Search code examples
grpcgrpc-java

gRPC client failing with "CANCELLED: io.grpc.Context was cancelled without error"


I have a gRPC server written in C++ and a client written in Java. Everything was working fine using a blocking stub. Then I decided that I want to change one of the calls to be asynchronous, so I created an additional stub in my client, this one is created with newStub(channel) as opposed to newBlockingStub(channel). I didn't make any changes on the server side. This is a simple unary RPC call.

So I changed

Empty response = blockingStub.callMethod(request);

to

asyncStub.callMethod(request, new StreamObserver<Empty>() {
    @Override
    public void onNext(Empty response) {
       logInfo("asyncStub.callMethod.onNext");
    }

    @Override
    public void onError(Throwable throwable) {
       logError("asyncStub.callMethod.onError " + throwable.getMessage());
    }

    @Override
    public void onCompleted() {
        logInfo("asyncStub.callMethod.onCompleted");
    }
});

Ever since then, onError is called when I use this RPC (Most of the time) and the error it gives is "CANCELLED: io.grpc.Context was cancelled without error". I read about forking Context objects when making an RPC call from within an RPC call, but that's not the case here. Also, the Context seems to be a server side object, I don't see how it relates to the client. Is this a server side error propagating back to the client? On the server side everything seems to complete successfully, so I'm at a loss as to why this is happening. Inserting a 1ms sleep after calling asyncStub.callMethod seems to make this issue go away, but defeats the purpose.
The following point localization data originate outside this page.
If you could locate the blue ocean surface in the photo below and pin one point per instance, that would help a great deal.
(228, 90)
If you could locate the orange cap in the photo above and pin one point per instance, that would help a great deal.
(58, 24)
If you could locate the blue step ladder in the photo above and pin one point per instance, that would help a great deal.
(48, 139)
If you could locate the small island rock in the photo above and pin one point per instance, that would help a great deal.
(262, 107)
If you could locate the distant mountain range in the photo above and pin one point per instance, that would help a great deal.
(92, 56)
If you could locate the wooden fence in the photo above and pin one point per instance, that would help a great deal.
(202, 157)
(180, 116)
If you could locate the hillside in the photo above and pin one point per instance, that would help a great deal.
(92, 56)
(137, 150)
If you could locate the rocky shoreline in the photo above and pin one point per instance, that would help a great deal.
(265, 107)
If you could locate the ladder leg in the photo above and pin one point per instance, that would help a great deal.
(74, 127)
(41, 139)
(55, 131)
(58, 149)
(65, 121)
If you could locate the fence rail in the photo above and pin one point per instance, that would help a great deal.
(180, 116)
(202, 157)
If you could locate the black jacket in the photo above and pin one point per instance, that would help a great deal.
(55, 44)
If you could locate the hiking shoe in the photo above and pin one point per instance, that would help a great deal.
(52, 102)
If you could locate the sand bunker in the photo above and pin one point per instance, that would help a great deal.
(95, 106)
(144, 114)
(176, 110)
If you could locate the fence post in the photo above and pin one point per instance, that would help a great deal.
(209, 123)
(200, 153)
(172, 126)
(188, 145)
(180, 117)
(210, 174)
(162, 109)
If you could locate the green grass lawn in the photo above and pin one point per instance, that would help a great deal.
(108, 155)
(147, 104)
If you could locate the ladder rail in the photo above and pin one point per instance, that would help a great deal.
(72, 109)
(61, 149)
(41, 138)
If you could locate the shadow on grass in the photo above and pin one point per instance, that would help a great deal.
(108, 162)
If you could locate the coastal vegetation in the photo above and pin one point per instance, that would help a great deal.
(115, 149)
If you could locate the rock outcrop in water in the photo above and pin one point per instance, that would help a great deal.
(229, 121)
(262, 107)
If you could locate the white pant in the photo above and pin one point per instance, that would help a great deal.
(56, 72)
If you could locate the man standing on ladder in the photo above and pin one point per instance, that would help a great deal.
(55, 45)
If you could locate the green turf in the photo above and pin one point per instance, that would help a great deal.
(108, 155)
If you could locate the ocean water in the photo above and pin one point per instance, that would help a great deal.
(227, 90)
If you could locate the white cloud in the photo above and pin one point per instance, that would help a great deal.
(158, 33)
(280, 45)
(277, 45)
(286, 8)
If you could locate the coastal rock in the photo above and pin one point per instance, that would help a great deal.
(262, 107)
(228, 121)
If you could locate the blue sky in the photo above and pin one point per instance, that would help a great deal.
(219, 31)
Any and all help in understanding this would be greatly appreciated.

Some notes:

  1. The processing time on the server side is around 1 microsecond
  2. Until now, the round trip time for the blocking call was several hundred microseconds (This is the time I'm trying to cut down, as this is essentially a void function, so I don't need to wait for a response)
  3. This method is called multiple times in a row, so before it used to wait until the previous one finished, now they just fire off one after the other.
  4. Some snippets from the proto file:
service EventHandler {
  rpc callMethod(Msg) returns (Empty) {}
}

message Msg {
  uint64 fieldA = 1;
  int32 fieldB = 2;
  string fieldC = 3;
  string fieldD = 4;
}

message Empty {

}

Solution

  • So it turns out that I was wrong. The context object is used by the client too. The solution was to do the following:

    Context newContext = Context.current().fork();
    Context origContext = newContext.attach();
    try {
        // TODO: Call async RPC here
    } finally {
        newContext.detach(origContext);
    }
    

    Hopefully this can help someone else in the future.